A top headline in today’s Washington Post reads (in the print version)

France’s Hollande intervenes in Mali

An odd headlne, I thought. I’m sure Hollande himself isn’t picking up a gun and heading for Mali. And if he’s simply sending troops (as the online version says), don’t we usually just say “France sends troops”? But in fact, of course, some person or persons actually send troops to war. It isn’t done by a whole country collectively. And in the case of France, apparently one person has the authority to launch military interventions. (Thank God we don’t live in such a country!)

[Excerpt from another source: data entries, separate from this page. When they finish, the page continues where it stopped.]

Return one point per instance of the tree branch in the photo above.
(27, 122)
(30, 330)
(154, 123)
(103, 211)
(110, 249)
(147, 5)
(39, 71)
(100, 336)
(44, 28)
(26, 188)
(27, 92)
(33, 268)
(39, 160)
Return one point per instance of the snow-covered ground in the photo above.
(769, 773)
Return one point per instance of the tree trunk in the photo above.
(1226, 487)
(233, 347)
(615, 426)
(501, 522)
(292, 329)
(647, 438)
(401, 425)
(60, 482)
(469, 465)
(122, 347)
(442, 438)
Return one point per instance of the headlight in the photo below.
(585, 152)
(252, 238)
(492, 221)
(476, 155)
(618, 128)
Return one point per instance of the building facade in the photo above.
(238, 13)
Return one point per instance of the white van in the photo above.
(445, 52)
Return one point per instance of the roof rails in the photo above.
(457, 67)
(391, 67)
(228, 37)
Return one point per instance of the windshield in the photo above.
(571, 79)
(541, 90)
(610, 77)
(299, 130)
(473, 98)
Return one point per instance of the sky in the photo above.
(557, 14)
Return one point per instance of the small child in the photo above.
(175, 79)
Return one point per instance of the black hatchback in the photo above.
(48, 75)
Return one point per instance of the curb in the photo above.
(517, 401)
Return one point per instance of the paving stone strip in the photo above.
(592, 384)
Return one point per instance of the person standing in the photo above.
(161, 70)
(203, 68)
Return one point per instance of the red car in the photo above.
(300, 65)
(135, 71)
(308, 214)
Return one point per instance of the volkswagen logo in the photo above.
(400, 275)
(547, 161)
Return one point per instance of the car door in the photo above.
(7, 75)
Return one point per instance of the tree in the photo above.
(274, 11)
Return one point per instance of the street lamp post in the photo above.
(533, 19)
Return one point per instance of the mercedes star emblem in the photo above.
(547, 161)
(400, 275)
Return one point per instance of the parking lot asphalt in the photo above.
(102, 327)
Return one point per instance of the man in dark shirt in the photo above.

The headline in my morning paper put me in mind of one of Tom Palmer’s favorite quotations in discussions of statism and individualism. It comes from the historian Parker T. Moon of Columbia University in his study of 19th-century European imperialism, Imperialism and World Politics

Language often obscures truth. More than is ordinarily realized, our eyes are blinded to the facts of international relations by tricks of the tongue. When one uses the simple monosyllable “France” one thinks of France as a unit, an entity. When to avoid awkward repetition we use a personal pronoun in referring to a country—when for example we say “France sent her troops to conquer Tunis”—we impute not only unity but personality to the country. The very words conceal the facts and make international relations a glamorous drama in which personalized nations are the actors, and all too easily we forget the flesh-and-blood men and women who are the true actors. How different it would be if we had no such word as “France,” and had to say instead—thirty-eight million men, women and children of very diversified interests and beliefs, inhabiting 218,000 square miles of territory! Then we should more accurately describe the Tunis expedition in some such way as this: “A few of these thirty-eight million persons sent thirty thousand others to conquer Tunis.” This way of putting the fact immediately suggests a question, or rather a series of questions. Who are the “few”? Why did they send the thirty thousand to Tunis? And why did these obey?

I guess the Post has avoided the obfuscation of which Moon complained by stating frankly: “Hollande sends troops to Mali.”